Just when he thought he had nothing more to lose, Sansa came riding through the gates of Castle Black. Bright as the sun of the long summer in which they had both grown up. Her heart was weary and calloused, her eyes opened in on a soul that was cracked and threatened to collapse under the weight of grief and fear and hate, but though mangled, held strong. Like his. But the love he felt when he saw her - that was the sunshine. And now the shadow lurked, stalked him once again. It reminded him, he still had something left to lose. He was severed from the others he loved who still roamed. Out there in the world, Sam and Arya, possibly even Bran. So little left of the beauty this world had held for him, but what remained was all the more precious. Sansa - she was within the reach of his finger tips. The cord that had been cut when he joined the Night's Watch and she went south had been re-tied - no, the chain had been reforged, under an intense purifying heat, a crucible. It was something new. Something very strong. It rattled, it didn't always fit quite right, but it was unbreakable.

They stop to rest the horses. The inns along the road are closed; no one is traveling this far north in Winter. They break in for shelter from the precipitation and intense winds, and Jon wraps his cloak around him and settles into a chair by a window. There's nothing to see out there but white. Not even a vast whiteness - visibility doesn't extend more than a few yards. He has disciplined his mind not to dwell on what-ifs, on fantasies. But his thoughts drift back along the road, back to Winterfell. It's where he would be. He can't imagine wanting to be anywhere else. No wars, no winter. His siblings beside him and a roaring fire toasting their cheeks. Old Nan telling a story and steeping tea. And Father, perhaps at his desk.

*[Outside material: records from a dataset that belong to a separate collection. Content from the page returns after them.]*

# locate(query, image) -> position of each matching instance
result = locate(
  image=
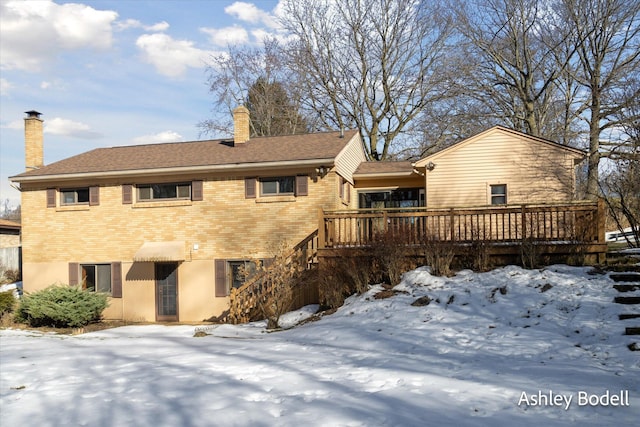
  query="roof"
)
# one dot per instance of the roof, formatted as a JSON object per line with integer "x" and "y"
{"x": 6, "y": 224}
{"x": 200, "y": 155}
{"x": 365, "y": 169}
{"x": 577, "y": 153}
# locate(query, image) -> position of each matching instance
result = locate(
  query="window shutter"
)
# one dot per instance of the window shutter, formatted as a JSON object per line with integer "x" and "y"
{"x": 196, "y": 191}
{"x": 116, "y": 280}
{"x": 302, "y": 186}
{"x": 250, "y": 188}
{"x": 221, "y": 278}
{"x": 127, "y": 194}
{"x": 51, "y": 197}
{"x": 94, "y": 196}
{"x": 74, "y": 270}
{"x": 267, "y": 262}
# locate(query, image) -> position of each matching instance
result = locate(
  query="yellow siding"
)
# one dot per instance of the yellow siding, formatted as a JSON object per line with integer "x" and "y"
{"x": 350, "y": 158}
{"x": 534, "y": 173}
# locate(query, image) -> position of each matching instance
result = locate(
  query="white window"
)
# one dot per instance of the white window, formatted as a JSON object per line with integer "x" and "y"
{"x": 499, "y": 194}
{"x": 277, "y": 186}
{"x": 74, "y": 196}
{"x": 164, "y": 191}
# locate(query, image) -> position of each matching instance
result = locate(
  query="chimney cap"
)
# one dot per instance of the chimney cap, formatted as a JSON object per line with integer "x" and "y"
{"x": 33, "y": 113}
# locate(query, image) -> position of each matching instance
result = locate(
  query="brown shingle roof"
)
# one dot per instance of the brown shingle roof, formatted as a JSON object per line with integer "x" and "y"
{"x": 325, "y": 145}
{"x": 366, "y": 168}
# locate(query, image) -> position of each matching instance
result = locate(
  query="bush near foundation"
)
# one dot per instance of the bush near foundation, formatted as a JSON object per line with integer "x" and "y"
{"x": 7, "y": 302}
{"x": 61, "y": 306}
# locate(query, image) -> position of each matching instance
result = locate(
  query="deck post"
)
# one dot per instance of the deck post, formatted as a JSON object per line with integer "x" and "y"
{"x": 321, "y": 229}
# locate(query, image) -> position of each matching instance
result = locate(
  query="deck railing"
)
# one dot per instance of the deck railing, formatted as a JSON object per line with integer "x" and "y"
{"x": 576, "y": 223}
{"x": 245, "y": 300}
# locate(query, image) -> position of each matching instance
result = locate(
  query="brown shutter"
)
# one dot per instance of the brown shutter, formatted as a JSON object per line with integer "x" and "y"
{"x": 74, "y": 269}
{"x": 51, "y": 197}
{"x": 250, "y": 188}
{"x": 268, "y": 262}
{"x": 221, "y": 278}
{"x": 127, "y": 194}
{"x": 302, "y": 187}
{"x": 116, "y": 280}
{"x": 196, "y": 191}
{"x": 94, "y": 196}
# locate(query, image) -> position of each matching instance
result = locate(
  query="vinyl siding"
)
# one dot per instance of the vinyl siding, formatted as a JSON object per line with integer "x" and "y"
{"x": 534, "y": 172}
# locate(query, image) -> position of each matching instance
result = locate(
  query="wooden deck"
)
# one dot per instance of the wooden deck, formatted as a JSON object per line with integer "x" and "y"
{"x": 555, "y": 228}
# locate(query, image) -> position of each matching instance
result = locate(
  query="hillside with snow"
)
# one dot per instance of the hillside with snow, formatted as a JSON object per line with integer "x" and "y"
{"x": 503, "y": 348}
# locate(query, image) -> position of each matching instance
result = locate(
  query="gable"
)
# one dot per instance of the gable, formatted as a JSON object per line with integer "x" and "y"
{"x": 502, "y": 138}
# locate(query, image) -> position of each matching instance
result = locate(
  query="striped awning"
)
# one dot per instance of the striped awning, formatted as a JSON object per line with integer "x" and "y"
{"x": 160, "y": 251}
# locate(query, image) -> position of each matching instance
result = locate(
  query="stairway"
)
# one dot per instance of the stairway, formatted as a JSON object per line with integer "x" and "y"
{"x": 628, "y": 285}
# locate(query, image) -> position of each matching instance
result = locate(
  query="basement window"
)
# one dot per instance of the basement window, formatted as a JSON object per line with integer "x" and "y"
{"x": 277, "y": 186}
{"x": 96, "y": 277}
{"x": 74, "y": 196}
{"x": 173, "y": 191}
{"x": 240, "y": 272}
{"x": 499, "y": 194}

That was no longer possible. But what he could have, what was still possible - tracing that road back, winding along it through the barren, frozen landscape to the vestiges of the great castle that had been the seat of his family for centuries - was Sansa. They could build a fire, have tea, drive out Baelish and the rest of them, and pass a peaceful evening together. Why hadn't he done that before he had left? How does he find himself riding away from her? In a world of people he had lost, she was the only one that he had found. How can he leave her?

He falls asleep, to thoughts of Sansa: her crimson hair against the background of the falling snow; the determined set of her brow when she disagrees with him; her nose turning red in the cold; the rustle of her skirts as she walked beside him. Thoughts turn into dreams. Memories. Her smile when she picked up Lady for the first time. Their hug when they saw each other again after so many years, so tight. Her little smile that even touched her eyes when she told him that she had faith in him.

He wakes up and feels the ghost of her absence, the lack of her a gnawing hole inside of him. He had always loved Sansa, his sister, his ladylike half-sister with the red hair of her mother who despised him, and the same chin with which to look down him. He loves her more now. It's a palpable thing, that love, that change in loving. Perhaps it is that they have put their prejudices behind them. Perhaps it is the soft way she looks at him now, especially when they are alone. Perhaps it's something else, the way the world has roughed them up and thrown them back together, and they run their fingers over the cuts and bruises and recognize something in each other.

If she were here right now, he would hold her hand.

It takes all of his willpower to continue south. The North will be safe in Sansa's hands: he will return to it - and to her - as soon as he can.